Image Copyright (c) 123RF Stock Photos


jo said...

"I remain concerned that we still do not have clear guidance on what
separates patentable from unpatentable computer-implemented or business
process inventions."

how do we make sense of these illogical decisions? if the judges are not either incompetent or corrupt, what could be the reason for issuing decisions that are confusing and illogical to experienced attorneys?

Robert said...

I think it's a good result, even if the reasons are confusing in parts.

The essence seems to be that if you have an idea that involves:

1. a process that produces some useful result, but that isn't patentable because it involves no manner of manufacture, and
2. an ordinary computer,

you can't insert a manner of manufacture into the process just by having some of the steps in the process performed through the ordinary use of the computer.

It's distinguishable from cases like the printer or the curve display because in both of them the computer is a necessary part of the process. You can't have a computerised printer or a computer display without a computer being involved. But here the judge found that the involvement of the computer was "no more
than the modern equivalent of writing down the index on pieces of paper" (para 72).

I'm not sure I entirely agree that the comments about State Street in Grant make State Street binding authority. But in any case, State Street can be distinguished in the same way; as the court in State Street said, "Given the complexity of the calculations, a computer or equivalent device is a virtual necessity to perform the task". Speed and automation were also essential. Emmett J's judgement in RA is based on finding this not to be the case.

I also don't think Emmett is conflating issues of eligibility with issues of full description. Rather, he's relating the lack of detail in the specification to the finding that the claims don't involve any specific effect being generated by the computer, and the later finding that the "aspect of computer implementation is nothing
more than the use of a computer for a purpose for which it is suitable". A more detailed specification wouldn't help, because the fundamental problem is that the involvement of a computer in the claimed method is essentially artificial. If anything, a more detailed specification seems likely to just highlight the completely generic nature of the computer's involvement in the process.

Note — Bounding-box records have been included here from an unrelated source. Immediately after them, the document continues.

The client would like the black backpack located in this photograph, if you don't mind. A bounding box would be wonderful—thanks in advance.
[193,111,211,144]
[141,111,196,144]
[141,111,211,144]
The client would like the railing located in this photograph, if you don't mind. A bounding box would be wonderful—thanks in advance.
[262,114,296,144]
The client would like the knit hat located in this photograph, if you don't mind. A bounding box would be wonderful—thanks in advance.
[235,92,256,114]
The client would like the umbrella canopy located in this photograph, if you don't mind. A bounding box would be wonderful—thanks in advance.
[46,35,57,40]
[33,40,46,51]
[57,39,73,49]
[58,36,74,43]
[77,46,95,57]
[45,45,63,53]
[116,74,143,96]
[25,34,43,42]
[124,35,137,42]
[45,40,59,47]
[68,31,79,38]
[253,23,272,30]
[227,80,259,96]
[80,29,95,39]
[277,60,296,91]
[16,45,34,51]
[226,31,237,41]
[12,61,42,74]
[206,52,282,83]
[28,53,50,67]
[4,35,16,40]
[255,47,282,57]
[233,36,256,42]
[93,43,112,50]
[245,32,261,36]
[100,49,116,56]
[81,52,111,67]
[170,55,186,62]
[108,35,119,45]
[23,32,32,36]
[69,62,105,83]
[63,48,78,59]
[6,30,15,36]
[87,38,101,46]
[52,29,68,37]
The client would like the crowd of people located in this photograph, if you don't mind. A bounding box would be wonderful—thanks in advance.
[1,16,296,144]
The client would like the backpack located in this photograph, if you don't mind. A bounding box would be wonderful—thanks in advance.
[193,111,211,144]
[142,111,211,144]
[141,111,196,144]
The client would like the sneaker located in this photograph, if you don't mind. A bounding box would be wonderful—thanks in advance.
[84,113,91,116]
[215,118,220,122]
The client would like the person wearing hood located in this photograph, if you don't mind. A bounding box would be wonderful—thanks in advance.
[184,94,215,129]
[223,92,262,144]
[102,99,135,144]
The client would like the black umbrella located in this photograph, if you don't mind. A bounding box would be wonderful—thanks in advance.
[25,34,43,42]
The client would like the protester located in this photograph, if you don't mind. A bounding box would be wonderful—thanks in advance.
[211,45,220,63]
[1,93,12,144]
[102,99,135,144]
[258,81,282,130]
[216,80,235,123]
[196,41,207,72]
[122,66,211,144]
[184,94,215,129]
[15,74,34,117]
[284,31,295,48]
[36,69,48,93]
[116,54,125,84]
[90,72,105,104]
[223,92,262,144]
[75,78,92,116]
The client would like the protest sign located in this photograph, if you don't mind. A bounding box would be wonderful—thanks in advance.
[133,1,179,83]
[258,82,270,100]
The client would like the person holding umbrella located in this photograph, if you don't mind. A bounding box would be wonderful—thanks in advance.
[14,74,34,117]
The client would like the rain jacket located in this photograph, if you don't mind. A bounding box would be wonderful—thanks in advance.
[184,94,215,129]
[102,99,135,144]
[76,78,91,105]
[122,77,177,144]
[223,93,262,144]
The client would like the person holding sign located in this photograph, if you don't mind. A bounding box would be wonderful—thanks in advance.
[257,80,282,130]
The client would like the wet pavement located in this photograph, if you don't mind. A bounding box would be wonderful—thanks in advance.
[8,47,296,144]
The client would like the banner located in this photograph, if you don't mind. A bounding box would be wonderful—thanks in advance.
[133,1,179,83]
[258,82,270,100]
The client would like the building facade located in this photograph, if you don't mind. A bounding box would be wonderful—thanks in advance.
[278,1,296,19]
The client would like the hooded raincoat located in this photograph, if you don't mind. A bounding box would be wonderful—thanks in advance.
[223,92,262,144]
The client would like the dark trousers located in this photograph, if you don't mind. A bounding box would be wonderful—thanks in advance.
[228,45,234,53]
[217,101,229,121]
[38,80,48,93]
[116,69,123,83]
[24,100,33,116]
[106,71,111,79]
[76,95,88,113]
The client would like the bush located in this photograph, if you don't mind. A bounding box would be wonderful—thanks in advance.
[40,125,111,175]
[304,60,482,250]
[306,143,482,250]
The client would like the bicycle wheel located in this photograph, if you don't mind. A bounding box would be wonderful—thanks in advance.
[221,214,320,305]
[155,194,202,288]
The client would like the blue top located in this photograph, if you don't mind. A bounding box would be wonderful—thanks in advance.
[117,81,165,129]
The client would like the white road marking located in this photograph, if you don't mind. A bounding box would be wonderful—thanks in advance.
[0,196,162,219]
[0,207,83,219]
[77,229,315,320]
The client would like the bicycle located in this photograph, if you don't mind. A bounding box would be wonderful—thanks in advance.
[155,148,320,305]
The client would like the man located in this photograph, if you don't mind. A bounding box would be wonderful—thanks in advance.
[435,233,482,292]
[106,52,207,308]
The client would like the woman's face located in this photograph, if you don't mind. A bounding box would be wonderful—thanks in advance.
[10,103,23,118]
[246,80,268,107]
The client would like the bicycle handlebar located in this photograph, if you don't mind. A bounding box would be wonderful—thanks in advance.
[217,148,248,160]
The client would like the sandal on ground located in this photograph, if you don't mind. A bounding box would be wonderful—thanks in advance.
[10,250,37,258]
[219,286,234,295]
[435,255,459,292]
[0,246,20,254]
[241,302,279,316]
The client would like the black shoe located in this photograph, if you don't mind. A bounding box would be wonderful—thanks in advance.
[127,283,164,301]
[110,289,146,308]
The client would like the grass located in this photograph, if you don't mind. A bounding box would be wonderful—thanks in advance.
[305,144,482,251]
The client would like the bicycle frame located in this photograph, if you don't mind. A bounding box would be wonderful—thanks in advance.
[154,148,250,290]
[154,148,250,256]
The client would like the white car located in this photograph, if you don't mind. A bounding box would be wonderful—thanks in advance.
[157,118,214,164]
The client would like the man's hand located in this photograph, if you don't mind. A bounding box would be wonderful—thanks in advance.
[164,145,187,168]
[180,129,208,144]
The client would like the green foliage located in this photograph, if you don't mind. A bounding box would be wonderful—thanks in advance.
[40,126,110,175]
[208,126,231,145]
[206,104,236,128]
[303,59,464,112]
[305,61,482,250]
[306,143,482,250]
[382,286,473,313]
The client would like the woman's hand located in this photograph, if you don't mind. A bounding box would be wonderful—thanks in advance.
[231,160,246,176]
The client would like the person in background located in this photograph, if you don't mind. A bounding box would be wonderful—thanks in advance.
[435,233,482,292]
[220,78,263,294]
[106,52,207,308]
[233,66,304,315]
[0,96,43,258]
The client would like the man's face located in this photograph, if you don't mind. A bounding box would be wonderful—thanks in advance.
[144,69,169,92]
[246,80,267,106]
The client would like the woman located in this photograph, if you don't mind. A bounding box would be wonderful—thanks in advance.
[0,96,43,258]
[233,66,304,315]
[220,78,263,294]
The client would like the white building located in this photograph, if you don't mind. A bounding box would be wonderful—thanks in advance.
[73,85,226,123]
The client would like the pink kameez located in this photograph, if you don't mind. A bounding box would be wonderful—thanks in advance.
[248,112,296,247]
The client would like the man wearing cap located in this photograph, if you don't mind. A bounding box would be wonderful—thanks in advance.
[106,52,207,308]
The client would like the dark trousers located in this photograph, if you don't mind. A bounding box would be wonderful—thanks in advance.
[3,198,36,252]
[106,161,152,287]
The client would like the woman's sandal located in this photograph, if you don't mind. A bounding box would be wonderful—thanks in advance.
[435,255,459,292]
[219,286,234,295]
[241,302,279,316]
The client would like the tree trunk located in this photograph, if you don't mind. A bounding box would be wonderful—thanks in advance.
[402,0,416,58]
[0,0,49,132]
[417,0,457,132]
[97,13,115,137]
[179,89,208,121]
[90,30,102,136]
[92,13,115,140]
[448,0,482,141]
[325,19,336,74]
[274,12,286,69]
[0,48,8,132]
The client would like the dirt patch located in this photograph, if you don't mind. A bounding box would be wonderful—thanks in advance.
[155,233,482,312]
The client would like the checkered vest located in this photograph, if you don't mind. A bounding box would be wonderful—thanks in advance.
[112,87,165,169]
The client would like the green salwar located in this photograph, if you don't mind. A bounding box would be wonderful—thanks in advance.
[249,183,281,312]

If this patent were eligible, you'd have to ask whether the same process would be patentable if instead of a computer it involved using a pen and paper. The result - a table of data - would be the same, and if anything the physical changes involved would be much more substantial! But nobody would claim that simply incorporating the ordinary use of a pen into an otherwise unpatentable process gives rise to a manner of manufacture allowing the process to be patentable (at least I hope not). Perhaps the courts are starting to see computers as the new pens.

(This is pretty much what Emmett J says in the last few paragraphs of his judgement, anyway.)

That all said, though, I'm not an IP lawyer and today was the first I heard about this case. I could be wrong. Any thoughts?

Mark Summerfield said...

I think the answer to your question can be found in the exchange between Robert and I here in the comments. Incompetence and corruption are not the only explanations for legitmate differences of opinion, and convoluted lines of reasoning, in complex and controversial areas of law.

A. Non said...

Therefore the upshot of this decision is that the patent office will continue to use this decision to reject business method claims.

Time for the attorneys to give it a rest and advice their clients that money is better used to define traditional claim sets?

Of course it may all change on appeal (if there is one).

Mark Summerfield said...

Yes, the Patent Office will do as it is obliged to do, and follow this decision of the Federal Court. I fear, however, that the convoluted nature of some of the reasoning will give the Office considerable residual discretion in how it applies the law.

I can assure you that this attorney, at least, has been advising clients for some time of the difficulties in obtaining patents in Australia for anything resembling a 'business method'. However, so long as inconsistency and uncertainty remain, some applicants will continue to make the choice to take their chances!